Donald Trump no está solo en Washington, aunque sea el centro de las noticias. Más allá de que ocupe titulares en la prensa o sea tendencia en la red social Twitter, el magnate-presidente no es el único que toma decisiones en Estados Unidos, y no es poca la oposición que está enfrentando.

Desde que se conoció su victoria electoral en noviembre de 2016, varios actores de peso se han sumado al enfrentamiento a la agenda política del mandatario. Miembros del Congreso estadounidense, donantes, organizaciones de derechos civiles y gobiernos locales han condenado la forma en la cual Trump está manejando la política hacia otros países y las repercusiones que eso podría tener para los estadounidenses.

Recientemente, General Motors (GM) advirtió que si el presidente sigue adelante con su ola de aranceles, la medida podría ser contraproducente, puesto que generará “menos inversión, menos empleos y menores salarios” para sus trabajadores.

El gigante automovilístico dijo que la amenaza de imponer aranceles sobre las importaciones de automóviles y repuestos podría elevar los precios de los vehículos y afectar a los estadounidenses. Los autos “más golpeados —dijo GM en una nota enviada al Departamento de Comercio— serán los comprados por los consumidores con menos recursos; la demanda sufriría y la producción se ralentizaría”.

Según el discurso del mandatario, su intención es “proteger” a las empresas y a los trabajadores, apuntando a decenas de naciones con aranceles a los metales, y aplicando gravámenes más amplios contra los productos chinos. Esa política, que podría desencadenar una guerra comercial, ha concitado la reacción de varios sectores de negocio en Estados Unidos, especialmente de aquellas empresas que dependen de mercados externos para la producción y venta.

La realidad es que el gobierno de Trump comenzó a aplicar impuestos del 25 % a una larga lista de productos chinos. Asimismo, impuso aranceles sobre el acero y el aluminio importados de la Unión Europea, Canadá y México.

“Es difícil ver cómo vamos a salir bien de todo esto”, dijo a The Washington Post el economista Douglas Irwin, experto en las políticas comerciales de Estados Unidos. “No tiene precedentes haber perseguido a tantos aliados y socios comerciales, obligándolos a tomar represalias”, señaló.

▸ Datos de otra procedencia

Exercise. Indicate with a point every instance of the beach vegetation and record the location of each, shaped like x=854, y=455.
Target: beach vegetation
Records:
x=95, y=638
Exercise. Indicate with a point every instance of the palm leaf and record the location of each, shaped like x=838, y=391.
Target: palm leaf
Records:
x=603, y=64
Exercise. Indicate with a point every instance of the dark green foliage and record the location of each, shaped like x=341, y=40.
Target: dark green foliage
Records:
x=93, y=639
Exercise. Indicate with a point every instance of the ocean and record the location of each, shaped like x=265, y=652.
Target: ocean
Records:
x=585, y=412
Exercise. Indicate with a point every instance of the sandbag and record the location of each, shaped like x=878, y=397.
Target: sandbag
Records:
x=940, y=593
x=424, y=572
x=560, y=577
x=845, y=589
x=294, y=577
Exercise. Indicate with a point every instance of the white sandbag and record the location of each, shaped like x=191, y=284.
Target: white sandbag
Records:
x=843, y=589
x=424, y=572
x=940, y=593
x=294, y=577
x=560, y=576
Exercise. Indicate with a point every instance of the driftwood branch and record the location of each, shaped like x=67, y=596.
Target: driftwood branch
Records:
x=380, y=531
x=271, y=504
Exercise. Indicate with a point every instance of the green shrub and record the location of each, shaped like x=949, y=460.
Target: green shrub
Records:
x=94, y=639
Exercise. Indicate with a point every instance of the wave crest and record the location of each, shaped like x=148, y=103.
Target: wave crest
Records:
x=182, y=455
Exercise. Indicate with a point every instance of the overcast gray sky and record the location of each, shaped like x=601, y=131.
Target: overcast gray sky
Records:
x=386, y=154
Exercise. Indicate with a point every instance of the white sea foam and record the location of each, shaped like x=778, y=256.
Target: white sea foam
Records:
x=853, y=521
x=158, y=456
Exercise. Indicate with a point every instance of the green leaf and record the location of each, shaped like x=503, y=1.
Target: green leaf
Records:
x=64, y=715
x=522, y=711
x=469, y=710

Por su parte, la Business Roundtable  —grupo de directores ejecutivos de las principales corporaciones— emitió una declaración contundente: “La decisión de la Administración de eliminar las exenciones arancelarias al acero y el aluminio para los aliados de Estados Unidos empeora una herida autoinfligida en nuestra economía y expone innecesariamente a los exportadores estadounidenses a represalias extranjeras”. Mientras, la Cámara de Comercio señaló que 2,6 millones de empleos están en riesgo de perderse a causa de las políticas comerciales de Trump.

En el Capitolio también se alzaron las voces. Bob Corker (Republicano por Tennessee), presidente del Comité de Relaciones Exteriores del Senado, acusó al presidente de “abuso de autoridad” y presentó un proyecto de ley bipartidista que otorgaría al Congreso autoridad para controlar los movimientos comerciales del mandatario. El proyecto requeriría la aprobación del Congreso cuando el presidente promulgue aranceles bajo la excusa de proteger la “Seguridad Nacional”, como hizo Trump.

El senador Lamar Alexander (Republicano por Tennessee), presidente del Comité de Salud, Educación, Trabajo y Pensiones, alertó que los aranceles aumentarán los precios y destruirán los empleos en el sector de la manufactura, especialmente en el automovilístico, que representan un tercio de todos los trabajos de manufactura en Tennessee.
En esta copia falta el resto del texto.